SEÇİL TÜRESAY
secilturesay@diken.com.tr
İstanbul’un yerel yönetimindeki değişimle ‘her şeyin çok güzel olacağına’ inananlar için ‘büyük gün’ gelmiş, Ekrem İmamoğlu’nu kutlamak amacıyla Saraçhane’yi dolduran binlerce kişi kavurucu sıcakta ‘kavuşma anını’ bekliyordu. Bekleyenler arasında ana kucağındaki iki aylık bebek de vardı, yaşı 80’e dayanan teyzeler amcalar da!

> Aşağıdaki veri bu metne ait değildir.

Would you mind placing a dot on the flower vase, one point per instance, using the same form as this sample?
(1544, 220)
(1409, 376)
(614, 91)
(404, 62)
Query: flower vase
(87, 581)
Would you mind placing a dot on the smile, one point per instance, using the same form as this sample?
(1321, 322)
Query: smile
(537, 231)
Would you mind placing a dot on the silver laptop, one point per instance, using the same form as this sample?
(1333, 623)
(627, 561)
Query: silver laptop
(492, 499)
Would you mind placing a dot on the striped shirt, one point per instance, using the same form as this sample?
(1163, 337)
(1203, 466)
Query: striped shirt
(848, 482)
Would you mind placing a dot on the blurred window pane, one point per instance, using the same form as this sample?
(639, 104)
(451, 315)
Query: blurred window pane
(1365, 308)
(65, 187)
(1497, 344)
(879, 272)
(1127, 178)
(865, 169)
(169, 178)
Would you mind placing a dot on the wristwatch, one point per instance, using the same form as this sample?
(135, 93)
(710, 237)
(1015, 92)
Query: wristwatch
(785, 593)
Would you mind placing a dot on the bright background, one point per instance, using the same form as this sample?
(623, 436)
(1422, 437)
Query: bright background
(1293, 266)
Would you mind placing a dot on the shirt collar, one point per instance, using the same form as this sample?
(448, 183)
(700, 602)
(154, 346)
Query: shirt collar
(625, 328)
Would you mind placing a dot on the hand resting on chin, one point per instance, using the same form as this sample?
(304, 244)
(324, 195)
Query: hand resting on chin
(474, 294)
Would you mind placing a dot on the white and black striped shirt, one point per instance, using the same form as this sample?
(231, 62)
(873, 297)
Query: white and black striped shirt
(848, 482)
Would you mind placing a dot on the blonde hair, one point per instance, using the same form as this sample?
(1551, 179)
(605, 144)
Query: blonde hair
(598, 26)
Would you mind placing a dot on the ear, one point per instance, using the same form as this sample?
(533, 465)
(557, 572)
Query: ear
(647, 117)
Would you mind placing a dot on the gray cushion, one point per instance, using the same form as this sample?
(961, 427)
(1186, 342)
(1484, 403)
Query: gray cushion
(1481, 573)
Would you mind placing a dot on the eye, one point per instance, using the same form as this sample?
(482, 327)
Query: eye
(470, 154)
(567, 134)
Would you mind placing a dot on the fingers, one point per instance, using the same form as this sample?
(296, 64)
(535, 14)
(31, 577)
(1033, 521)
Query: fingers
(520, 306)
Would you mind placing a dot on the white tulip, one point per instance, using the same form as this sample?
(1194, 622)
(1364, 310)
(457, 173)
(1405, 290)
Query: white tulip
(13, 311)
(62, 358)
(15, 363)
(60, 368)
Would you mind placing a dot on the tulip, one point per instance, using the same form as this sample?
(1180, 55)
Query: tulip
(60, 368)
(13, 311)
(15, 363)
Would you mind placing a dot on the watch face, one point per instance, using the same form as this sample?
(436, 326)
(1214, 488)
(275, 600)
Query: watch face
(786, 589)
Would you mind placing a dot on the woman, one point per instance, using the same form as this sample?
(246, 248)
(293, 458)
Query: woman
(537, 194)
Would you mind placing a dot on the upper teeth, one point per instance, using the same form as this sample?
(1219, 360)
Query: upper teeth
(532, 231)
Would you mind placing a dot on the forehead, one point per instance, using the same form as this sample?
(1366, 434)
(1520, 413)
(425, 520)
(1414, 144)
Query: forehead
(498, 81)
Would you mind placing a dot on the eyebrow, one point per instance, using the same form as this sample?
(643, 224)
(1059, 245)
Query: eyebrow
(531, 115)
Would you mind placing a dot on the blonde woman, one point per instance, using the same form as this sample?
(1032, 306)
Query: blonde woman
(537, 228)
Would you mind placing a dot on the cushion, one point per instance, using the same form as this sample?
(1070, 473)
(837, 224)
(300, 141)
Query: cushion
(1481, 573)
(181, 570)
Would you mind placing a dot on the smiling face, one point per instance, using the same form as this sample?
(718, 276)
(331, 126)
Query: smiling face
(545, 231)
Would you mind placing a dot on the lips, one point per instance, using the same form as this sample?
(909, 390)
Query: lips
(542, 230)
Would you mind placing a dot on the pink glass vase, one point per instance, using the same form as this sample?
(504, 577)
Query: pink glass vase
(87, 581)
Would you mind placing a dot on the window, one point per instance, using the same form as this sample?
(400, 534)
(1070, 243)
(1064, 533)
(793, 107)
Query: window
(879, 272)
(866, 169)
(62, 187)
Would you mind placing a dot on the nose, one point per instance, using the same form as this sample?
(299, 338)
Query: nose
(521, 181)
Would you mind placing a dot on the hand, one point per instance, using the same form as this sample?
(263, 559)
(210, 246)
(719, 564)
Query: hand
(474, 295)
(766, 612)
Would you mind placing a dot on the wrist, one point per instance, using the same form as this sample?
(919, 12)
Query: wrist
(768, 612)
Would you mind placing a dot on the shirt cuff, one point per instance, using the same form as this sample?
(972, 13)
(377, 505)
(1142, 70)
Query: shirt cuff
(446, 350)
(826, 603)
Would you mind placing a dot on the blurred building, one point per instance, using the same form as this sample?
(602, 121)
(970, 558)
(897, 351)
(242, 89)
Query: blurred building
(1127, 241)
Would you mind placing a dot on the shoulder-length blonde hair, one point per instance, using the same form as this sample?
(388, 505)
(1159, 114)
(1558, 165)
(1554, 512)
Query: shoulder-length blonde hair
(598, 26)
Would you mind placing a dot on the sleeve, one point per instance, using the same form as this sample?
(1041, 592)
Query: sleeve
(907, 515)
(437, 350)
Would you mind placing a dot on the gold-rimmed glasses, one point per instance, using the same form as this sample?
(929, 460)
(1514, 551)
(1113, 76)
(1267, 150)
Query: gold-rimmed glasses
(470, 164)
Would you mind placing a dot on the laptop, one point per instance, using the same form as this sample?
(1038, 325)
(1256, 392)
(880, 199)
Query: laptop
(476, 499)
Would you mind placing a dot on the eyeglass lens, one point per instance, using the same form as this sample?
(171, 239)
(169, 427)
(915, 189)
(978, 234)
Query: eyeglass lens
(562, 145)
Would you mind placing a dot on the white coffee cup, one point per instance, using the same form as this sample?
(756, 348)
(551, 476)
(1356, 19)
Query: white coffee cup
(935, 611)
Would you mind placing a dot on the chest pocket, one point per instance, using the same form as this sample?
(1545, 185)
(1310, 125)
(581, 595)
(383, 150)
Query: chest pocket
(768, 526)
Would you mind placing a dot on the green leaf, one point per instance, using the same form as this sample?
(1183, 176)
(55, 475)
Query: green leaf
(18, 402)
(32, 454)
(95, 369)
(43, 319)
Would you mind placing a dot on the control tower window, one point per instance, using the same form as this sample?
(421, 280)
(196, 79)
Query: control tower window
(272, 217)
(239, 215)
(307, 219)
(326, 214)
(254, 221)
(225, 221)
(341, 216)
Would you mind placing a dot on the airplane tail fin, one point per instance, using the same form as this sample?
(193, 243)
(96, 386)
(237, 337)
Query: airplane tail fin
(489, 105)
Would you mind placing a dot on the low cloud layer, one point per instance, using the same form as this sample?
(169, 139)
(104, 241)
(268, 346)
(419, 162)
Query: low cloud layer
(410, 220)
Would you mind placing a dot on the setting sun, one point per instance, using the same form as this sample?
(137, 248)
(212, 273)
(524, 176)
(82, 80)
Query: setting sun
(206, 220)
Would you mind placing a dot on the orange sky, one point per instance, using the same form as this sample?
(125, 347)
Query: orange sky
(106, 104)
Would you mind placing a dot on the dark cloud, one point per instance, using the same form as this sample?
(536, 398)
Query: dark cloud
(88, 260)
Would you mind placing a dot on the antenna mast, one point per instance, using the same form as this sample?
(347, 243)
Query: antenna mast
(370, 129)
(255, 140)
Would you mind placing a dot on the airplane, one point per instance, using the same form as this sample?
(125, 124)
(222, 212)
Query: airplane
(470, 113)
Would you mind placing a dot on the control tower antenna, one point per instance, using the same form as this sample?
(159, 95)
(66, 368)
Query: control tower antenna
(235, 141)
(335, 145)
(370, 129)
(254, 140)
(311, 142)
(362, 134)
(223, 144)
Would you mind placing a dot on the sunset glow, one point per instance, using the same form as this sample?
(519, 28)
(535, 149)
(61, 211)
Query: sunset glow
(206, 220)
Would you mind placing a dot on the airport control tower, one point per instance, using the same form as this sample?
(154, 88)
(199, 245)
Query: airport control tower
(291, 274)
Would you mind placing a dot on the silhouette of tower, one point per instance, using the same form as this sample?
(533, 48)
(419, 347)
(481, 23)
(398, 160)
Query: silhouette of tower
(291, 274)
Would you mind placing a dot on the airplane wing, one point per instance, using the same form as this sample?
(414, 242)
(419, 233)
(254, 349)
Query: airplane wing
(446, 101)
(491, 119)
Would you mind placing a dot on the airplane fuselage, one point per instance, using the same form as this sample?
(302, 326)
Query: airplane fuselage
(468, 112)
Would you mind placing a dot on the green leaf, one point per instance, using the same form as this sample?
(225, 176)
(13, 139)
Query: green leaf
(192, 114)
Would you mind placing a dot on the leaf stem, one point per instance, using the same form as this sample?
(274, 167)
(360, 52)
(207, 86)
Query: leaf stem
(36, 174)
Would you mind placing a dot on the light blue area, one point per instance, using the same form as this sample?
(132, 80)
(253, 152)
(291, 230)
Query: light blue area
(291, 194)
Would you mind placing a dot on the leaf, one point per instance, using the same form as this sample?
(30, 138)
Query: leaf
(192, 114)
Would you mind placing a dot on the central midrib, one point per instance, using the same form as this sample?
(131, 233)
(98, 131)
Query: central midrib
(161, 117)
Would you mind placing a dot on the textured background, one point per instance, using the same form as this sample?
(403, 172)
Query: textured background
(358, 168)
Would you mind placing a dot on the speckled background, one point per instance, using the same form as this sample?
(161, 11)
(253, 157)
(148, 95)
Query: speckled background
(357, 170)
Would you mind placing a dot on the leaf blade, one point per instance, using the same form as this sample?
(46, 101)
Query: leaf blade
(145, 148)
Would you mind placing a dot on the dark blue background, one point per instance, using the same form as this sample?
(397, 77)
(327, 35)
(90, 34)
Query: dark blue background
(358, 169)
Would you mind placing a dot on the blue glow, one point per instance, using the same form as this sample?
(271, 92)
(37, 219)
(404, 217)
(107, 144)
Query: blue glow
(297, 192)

Mazbatasına kavuşup Saraçhane’deki belediye binasında görevi devralan İmamoğlu’nun saat 18:30’da randevu verdiği İstanbullular, özlemini Türk pop müziğinin, aşkı, ayrılığı en iyi anlatan isimlerinden biri Nazan Öncel’in Manuş Baba’yla düet yaptığı ‘Kimler Gelmiş’ şarkısıyla dile getirdi…
Vay Vay kimler gelmiş
Günlerdir nerelerdeymiş
Özleyesi gelmiş birden
Çok pis özlemişim zaten
Tam içim kararmışken
Günüme can kattı resmen
Hem 25 yıldır ‘aynı cenah’ın yönettiği İstanbul’daki değişime hem de 31 Mart’ta 13 bin farkla seçilip 18 gün koltuğunda oturduktan sonra mazbatası elinden alınan İmamoğlu’na özlemi anlatıyordu şarkı. Saraçhane’yi, gelemese de aklı, yüreği oradakilerle olanların ruh halini özetliyordu kalabalıktakilerin yorumlarına göre.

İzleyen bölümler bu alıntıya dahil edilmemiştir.